My problem is with finding the bounds for the integral. I set the $z$s equal to each other and found the intersection is $x^2 + \frac{3}{4}(y-\frac{4}{9})^2 = \frac{13}{9}$ (although I may have made a mistake here.)
I believe that the bound for $z$ is from $\sqrt{x^2 + y^2}$ to $\frac{y+2}{2}$?
Now I am not sure what to do. How can I find the bounds for $x$ and $y$? Also, I think I should do a change of variable so that the plane lies flat across the cone instead of slanted, to make the upper bound for $z$ constant. Is this a good idea? How could I do it? I am really lost with this problem.
The intersection is indeed an ellipse, but you seem to have made some algebra mistakes: \begin{align*} x^2 + y^2 &= (\tfrac{y + 2}{2})^2 \\ x^2 + y^2 &= \tfrac{1}{4}y^2 + y + 1 \\ x^2 + \tfrac{3}{4}(y^2 - \tfrac{4}{3}y) &= 1 \\ x^2 + \tfrac{3}{4}(y^2 - \tfrac{4}{3}y + \tfrac{4}{9} - \tfrac{4}{9}) &= 1 \\ x^2 + \tfrac{3}{4}(y^2 - \tfrac{4}{3}y + \tfrac{4}{9}) - \tfrac{1}{3} &= 1 \\ x^2 + \tfrac{3}{4}(y - \tfrac{2}{3})^2 &= \tfrac{4}{3} \\ \end{align*} Using the shadow method, notice that the above ellipse is the desired shadow that we want to integrate our $x$ and $y$ over.
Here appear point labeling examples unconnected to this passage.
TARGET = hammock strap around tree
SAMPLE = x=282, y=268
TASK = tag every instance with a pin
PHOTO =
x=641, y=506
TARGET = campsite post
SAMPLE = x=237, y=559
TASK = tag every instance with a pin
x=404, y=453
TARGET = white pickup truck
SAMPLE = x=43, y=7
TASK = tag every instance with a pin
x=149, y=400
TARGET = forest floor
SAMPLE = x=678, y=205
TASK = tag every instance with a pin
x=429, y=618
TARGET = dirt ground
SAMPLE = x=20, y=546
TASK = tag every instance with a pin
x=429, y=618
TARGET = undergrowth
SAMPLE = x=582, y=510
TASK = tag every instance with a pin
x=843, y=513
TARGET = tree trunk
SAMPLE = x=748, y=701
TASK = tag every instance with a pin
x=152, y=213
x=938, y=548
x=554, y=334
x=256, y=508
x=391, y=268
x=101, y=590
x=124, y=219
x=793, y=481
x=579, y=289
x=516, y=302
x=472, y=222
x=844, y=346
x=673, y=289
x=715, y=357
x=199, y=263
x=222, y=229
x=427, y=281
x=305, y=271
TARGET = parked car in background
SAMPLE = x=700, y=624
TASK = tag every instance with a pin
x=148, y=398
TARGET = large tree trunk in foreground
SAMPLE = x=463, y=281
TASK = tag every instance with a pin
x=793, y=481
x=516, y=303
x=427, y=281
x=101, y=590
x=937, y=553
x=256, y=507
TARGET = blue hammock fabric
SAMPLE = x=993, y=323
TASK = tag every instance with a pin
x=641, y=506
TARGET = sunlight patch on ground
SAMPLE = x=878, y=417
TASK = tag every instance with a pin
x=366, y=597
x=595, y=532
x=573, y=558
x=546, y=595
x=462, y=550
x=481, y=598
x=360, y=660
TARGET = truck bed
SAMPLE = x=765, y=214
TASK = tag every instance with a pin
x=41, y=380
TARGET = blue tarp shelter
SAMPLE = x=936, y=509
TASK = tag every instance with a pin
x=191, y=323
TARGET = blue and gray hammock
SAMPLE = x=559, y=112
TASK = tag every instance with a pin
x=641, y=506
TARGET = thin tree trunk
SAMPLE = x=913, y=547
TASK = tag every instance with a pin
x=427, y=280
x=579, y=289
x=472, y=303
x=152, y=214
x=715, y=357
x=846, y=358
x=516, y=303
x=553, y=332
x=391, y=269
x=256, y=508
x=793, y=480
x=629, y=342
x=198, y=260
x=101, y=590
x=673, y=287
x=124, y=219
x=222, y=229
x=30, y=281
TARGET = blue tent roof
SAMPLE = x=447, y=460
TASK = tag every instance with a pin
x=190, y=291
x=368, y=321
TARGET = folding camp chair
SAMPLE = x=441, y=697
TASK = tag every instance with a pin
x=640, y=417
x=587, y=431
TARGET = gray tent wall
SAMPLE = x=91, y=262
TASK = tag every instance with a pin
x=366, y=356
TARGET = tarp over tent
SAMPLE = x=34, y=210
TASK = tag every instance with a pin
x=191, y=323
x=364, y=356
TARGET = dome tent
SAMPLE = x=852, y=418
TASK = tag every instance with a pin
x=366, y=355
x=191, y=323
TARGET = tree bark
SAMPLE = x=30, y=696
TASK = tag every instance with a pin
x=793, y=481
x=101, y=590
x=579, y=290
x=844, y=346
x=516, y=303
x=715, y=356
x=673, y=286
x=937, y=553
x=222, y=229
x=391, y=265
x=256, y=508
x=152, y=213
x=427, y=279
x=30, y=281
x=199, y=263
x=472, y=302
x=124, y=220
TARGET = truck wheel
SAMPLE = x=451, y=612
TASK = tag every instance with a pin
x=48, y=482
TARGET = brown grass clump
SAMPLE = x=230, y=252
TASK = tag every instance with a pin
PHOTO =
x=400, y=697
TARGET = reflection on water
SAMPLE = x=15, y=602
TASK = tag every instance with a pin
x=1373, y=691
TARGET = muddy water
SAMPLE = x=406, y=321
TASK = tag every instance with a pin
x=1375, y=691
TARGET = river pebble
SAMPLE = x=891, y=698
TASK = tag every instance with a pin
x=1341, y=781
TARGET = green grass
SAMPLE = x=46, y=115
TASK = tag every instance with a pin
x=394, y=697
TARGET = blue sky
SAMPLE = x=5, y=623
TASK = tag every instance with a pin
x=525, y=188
Solving for $x$ (for example) in the above ellipse yields: $$ x = \pm \sqrt{\tfrac{4}{3} - \tfrac{3}{4}(y - \tfrac{2}{3})^2} $$ A quick plot tells us that the min/max values of $y$ occur at the $y$-intercepts, where $y = \tfrac{2}{3} \pm \tfrac{4}{3}$. so our triple integral is: $$ V = \int_{-2/3}^2 \int_{-\sqrt{\frac{4}{3} - \frac{3}{4}(y - \frac{2}{3})^2}}^{\sqrt{\frac{4}{3} - \frac{3}{4}(y - \frac{2}{3})^2}} \int_\sqrt{x^2 + y^2}^{\frac{y + 2}{2}} \, dz \, dx \, dy $$
To simplify this calculation consider using polar coordinates.